As one of those to cross over the amateur and professional eras, Stanger’s post-rugby career is an interesting one.
It should perhaps come as no surprise that he took a close interest in coaching. After all, in Jim Telfer and Sir Ian McGeechan, he worked with two of the very best.
“What I do now is I help people to become outstanding coaches in sport and business,” he added.
“It was interesting with Jim and Geech to see how different they were but they shared the same passion.
“As a back, most of what I did was with Geech but we also did a lot with Jim as well. They were very clear on their approach and expected you to work hard and put time and effort into your game.
“Geech was much more quiet and measured, Jim more of a shouter and more direct. Jim, with the forwards, got a lot out of them.
“Geech, particularly, I have always loved because of his innovation. For years, there was this idea that you put the ball in the middle at kick-off and a right-footed kicker puts the ball just past the ten-metre line on the left. and the opposition catch, drive and give to the scrum-half. who kicks for touch and you have a lineout.
“That was rugby for a long time, and Geech said: ‘why don’t we kick off long to the opposite corner?’. That was one of the key reasons that we beat England.
“They had a very good team and could have beaten us but we mixed things up and didn’t let them settle into their rhythm.
“That was crucial in our success. He took that on in the other teams he had and he changed the way rugby is played now.”
FROM PLAYING TO COACHING
As well as studying applied sports science at university alongside his later playing career, Stanger went into rugby coaching initially, with Leeds and London Irish.

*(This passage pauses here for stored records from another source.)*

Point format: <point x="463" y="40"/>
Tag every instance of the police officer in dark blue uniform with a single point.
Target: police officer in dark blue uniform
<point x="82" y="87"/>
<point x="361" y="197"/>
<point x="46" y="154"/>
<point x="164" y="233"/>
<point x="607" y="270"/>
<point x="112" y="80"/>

Since then he has branched out, though, firstly working with the Scottish Institute of Sport for seven years, and more recently starting his own business – Stanger Pro.
He explains: “The role at the Scottish Institute of Sport was a fascinating job, helping governing bodies, looking at their talent systems.
“If they wanted to get more Scottish athletes into GB programmes, if they wanted world-class athletes, what did that mean and what did they need to do?
“I learned so much about the power of coaching. It’s not telling people what to do. It’s supporting someone else’s learning. Don’t take that responsibility away from the learner.
“Too often, we do that. I worked mainly with commonwealth sports. I really learned an awful lot and really enjoyed it.”
That role continued through to 2015, with Stanger then setting up his own business in the same area.
The variety is what appeals, the chance to work on sport, in business and use concepts that he has developed over the years.
Now 50, Stanger is a self-confessed ‘forward-looking person’.
Still, a little nostalgia never hurt anyone – especially when it involves looking back to his 21-year-old self, scoring one of the most important tries in Scottish rugby history.